Spectral denoising: electronic denoising

The electronic_denoising function removes obvious electronic noise ions in MS/MS spectra, usually shown as multiple ions with identical intensities ( Grass noise )

According to empiracally tested on NIST23 database, in a given spectrum, the number of ions with identical intensities more than 4 is extremely unlikely (< 0.05%). Thus, the electronic_denoising function removes ions with identical intensities greater than 4.

Here’s an example:

import spectral_denoising as sd
from spectral_denoising.noise import *
peak = np.array([[69.071, 7.917962], [86.066, 1.021589], [86.0969, 100.0]], dtype=np.float32)
pmz = 91
noise = generate_noise(pmz, lamda=10, n = 50)
peak_with_noise = add_noise(peak, noise)

peak_denoised = sd.electronic_denoising(peak)
print(f'Entropy similarity of spectra with noise: {sd.entropy_similairty(peak_with_noise,peak, pmz ):.2f}.')
print(f'Entropy similarity of spectra with noise: {sd.entropy_similairty(peak_denoised,peak, pmz ):.2f}.')

The output will be:

Entropy similarity of spectra with noise: 0.37.
Entropy similarity of spectra with noise: 1.00.

References

spectral_denoising.electronic_denoising(msms)[source]

Perform electronic denoising on a given mass spectrometry (MS/MS) spectrum.
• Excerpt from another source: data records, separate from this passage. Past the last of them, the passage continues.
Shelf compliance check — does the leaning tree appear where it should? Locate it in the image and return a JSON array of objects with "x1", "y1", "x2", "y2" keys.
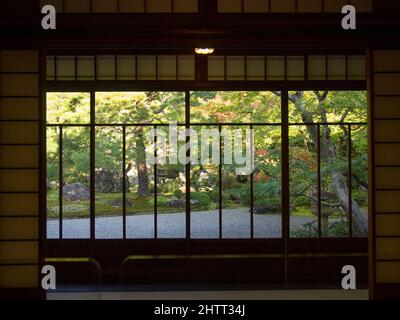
[{"x1": 274, "y1": 91, "x2": 368, "y2": 234}]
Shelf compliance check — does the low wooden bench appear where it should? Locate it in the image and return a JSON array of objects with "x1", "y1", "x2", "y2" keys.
[
  {"x1": 120, "y1": 254, "x2": 283, "y2": 284},
  {"x1": 45, "y1": 257, "x2": 102, "y2": 288}
]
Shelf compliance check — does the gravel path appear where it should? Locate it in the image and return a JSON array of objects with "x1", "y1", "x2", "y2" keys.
[{"x1": 47, "y1": 208, "x2": 312, "y2": 239}]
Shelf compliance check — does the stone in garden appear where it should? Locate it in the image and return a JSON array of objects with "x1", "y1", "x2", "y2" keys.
[
  {"x1": 63, "y1": 183, "x2": 90, "y2": 201},
  {"x1": 109, "y1": 199, "x2": 133, "y2": 208},
  {"x1": 166, "y1": 199, "x2": 186, "y2": 208}
]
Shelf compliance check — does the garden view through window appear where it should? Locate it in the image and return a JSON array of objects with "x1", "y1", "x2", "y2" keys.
[{"x1": 46, "y1": 91, "x2": 368, "y2": 239}]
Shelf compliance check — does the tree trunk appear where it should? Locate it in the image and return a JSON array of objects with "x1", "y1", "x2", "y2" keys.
[
  {"x1": 332, "y1": 170, "x2": 368, "y2": 235},
  {"x1": 135, "y1": 127, "x2": 150, "y2": 197},
  {"x1": 291, "y1": 91, "x2": 368, "y2": 235}
]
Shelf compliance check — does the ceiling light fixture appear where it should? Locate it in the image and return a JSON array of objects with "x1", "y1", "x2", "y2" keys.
[{"x1": 194, "y1": 48, "x2": 214, "y2": 54}]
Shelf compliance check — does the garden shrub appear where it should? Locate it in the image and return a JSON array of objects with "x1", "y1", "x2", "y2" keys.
[{"x1": 190, "y1": 192, "x2": 211, "y2": 209}]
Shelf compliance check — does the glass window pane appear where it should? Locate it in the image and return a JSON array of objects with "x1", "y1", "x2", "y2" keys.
[
  {"x1": 351, "y1": 125, "x2": 368, "y2": 237},
  {"x1": 190, "y1": 126, "x2": 220, "y2": 239},
  {"x1": 62, "y1": 127, "x2": 90, "y2": 239},
  {"x1": 221, "y1": 126, "x2": 252, "y2": 239},
  {"x1": 154, "y1": 127, "x2": 186, "y2": 239},
  {"x1": 96, "y1": 91, "x2": 185, "y2": 124},
  {"x1": 47, "y1": 92, "x2": 90, "y2": 124},
  {"x1": 125, "y1": 127, "x2": 155, "y2": 239},
  {"x1": 289, "y1": 126, "x2": 318, "y2": 238},
  {"x1": 95, "y1": 127, "x2": 123, "y2": 239},
  {"x1": 253, "y1": 126, "x2": 282, "y2": 238},
  {"x1": 190, "y1": 91, "x2": 281, "y2": 123},
  {"x1": 46, "y1": 127, "x2": 60, "y2": 239},
  {"x1": 320, "y1": 125, "x2": 349, "y2": 238}
]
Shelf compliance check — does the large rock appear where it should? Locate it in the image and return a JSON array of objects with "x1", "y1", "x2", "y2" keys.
[{"x1": 63, "y1": 183, "x2": 90, "y2": 201}]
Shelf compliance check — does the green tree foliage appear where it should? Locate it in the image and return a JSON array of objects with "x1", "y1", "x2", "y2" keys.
[{"x1": 47, "y1": 91, "x2": 368, "y2": 238}]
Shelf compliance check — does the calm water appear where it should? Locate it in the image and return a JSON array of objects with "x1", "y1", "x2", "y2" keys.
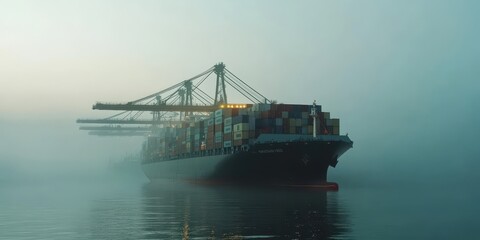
[{"x1": 0, "y1": 175, "x2": 480, "y2": 239}]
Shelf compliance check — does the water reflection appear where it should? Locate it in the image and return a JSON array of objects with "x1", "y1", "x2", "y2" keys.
[{"x1": 141, "y1": 183, "x2": 350, "y2": 239}]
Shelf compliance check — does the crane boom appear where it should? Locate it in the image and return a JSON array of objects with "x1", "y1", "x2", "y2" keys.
[
  {"x1": 92, "y1": 103, "x2": 219, "y2": 112},
  {"x1": 77, "y1": 119, "x2": 184, "y2": 125}
]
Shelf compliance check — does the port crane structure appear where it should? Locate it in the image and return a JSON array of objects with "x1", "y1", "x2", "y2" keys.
[{"x1": 77, "y1": 63, "x2": 271, "y2": 136}]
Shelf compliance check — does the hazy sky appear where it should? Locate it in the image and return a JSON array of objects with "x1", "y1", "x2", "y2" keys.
[{"x1": 0, "y1": 0, "x2": 480, "y2": 183}]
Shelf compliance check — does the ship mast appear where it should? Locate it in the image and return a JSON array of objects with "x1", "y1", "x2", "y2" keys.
[{"x1": 310, "y1": 100, "x2": 317, "y2": 138}]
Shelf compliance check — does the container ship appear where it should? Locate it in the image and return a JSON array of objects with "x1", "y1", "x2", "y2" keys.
[
  {"x1": 77, "y1": 63, "x2": 353, "y2": 187},
  {"x1": 142, "y1": 101, "x2": 353, "y2": 185}
]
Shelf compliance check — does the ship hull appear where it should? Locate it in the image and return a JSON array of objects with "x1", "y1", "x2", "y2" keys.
[{"x1": 142, "y1": 136, "x2": 352, "y2": 184}]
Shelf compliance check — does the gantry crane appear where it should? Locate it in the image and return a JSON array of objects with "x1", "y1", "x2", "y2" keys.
[{"x1": 77, "y1": 63, "x2": 270, "y2": 135}]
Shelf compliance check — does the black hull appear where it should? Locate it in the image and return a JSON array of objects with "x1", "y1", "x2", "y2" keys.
[{"x1": 143, "y1": 136, "x2": 353, "y2": 184}]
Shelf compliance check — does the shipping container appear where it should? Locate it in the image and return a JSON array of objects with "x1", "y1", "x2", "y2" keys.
[{"x1": 233, "y1": 123, "x2": 249, "y2": 132}]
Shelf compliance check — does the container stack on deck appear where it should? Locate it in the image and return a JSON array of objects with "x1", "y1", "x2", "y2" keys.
[{"x1": 146, "y1": 104, "x2": 340, "y2": 161}]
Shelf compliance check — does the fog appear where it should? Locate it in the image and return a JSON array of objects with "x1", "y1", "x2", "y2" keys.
[{"x1": 0, "y1": 1, "x2": 480, "y2": 186}]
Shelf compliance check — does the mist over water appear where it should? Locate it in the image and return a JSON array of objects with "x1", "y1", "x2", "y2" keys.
[{"x1": 0, "y1": 0, "x2": 480, "y2": 239}]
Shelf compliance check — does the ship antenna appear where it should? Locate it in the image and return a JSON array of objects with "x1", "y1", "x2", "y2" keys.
[{"x1": 310, "y1": 100, "x2": 317, "y2": 138}]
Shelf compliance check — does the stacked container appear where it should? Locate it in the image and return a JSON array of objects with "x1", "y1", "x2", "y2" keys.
[{"x1": 147, "y1": 104, "x2": 340, "y2": 157}]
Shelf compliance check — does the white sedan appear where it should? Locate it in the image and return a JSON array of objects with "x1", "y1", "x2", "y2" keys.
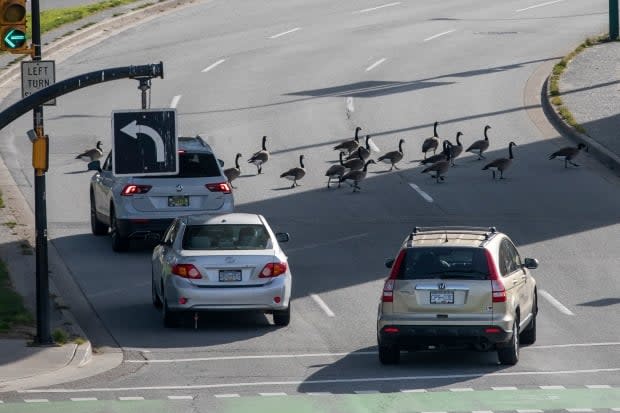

This function processes the input MS/MS spectrum by sorting the peaks based on their intensity, and then iteratively selects and confirms peaks based on a specified intensity threshold. The confirmed peaks are then packed and sorted before being returned.

Parameters:

msms (np.ndarray): The first item is always m/z and the second item is intensity.

Returns:

np.ndarray: The cleaned spectrum with electronic noises removed. If no ion presents, will return np.nan.

spectral_denoising.noise.generate_noise(pmz, lamda, n=100)[source]

Generate synthetic electronic noise for spectral data.

Parameters:

pmz (float): The upper bound for the mass range.

lamda (float): The lambda parameter for the Poisson distribution, which serves as both mean and standard deviation of the distribution.

n (int, optional): The number of random noise ions to generate. Defaults to 100.

Returns:

np.array: A synthetic spectrum with electronic noise.

spectral_denoising.noise.generate_chemical_noise(pmz, lamda, polarity, formula_db, n=100)[source]

Generate chemical noise for a given mass-to-charge ratio (m/z) and other parameters. The m/z of the chemical noise is taken from a database of all true possible mass values. The detailes about this database can be found paper: LibGen: Generating High Quality Spectral Libraries of Natural Products for EAD-, UVPD-, and HCD-High Resolution Mass Spectrometers

Args:

pmz (float): The target mass-to-charge ratio (m/z) value.

lamda (float): The lambda parameter for the Poisson distribution used to generate intensities, which serves as both mean and standard deviation of the distribution.

polarity (str): The polarity of the adduct, either ‘+’ or ‘-‘.

formula_db (pandas.DataFrame): A DataFrame containing a column ‘mass’ with possible mass values.

n (int, optional): The number of noise peaks to generate. Default is 100.

Returns:

np.array: A synthetic spectrum with chemical noise.

Raises:

ValueError: If the polarity is not ‘+’ or ‘-‘.

spectral_denoising.noise.add_noise(msms, noise)[source]

Add noise to a mass spectrum and process the resulting spectrum. This function takes a mass spectrum and a noise spectrum, standardizes the mass spectrum, adds the noise to it, normalizes the resulting spectrum, and sorts it.

Args:

msms (np.ndarray): The mass spectrum to which noise will be added.

noise (np.ndarray): The noise spectrum to be added to the mass spectrum.

Returns:

np.ndarray: The processed mass spectrum after adding noise, normalization, and sorting.

Notes:
  • The noise spectrum is generated with intensity as ralatie measure (from 0-1)

  • Thus, the mass spectrum is standardized using the standardize_spectrum function.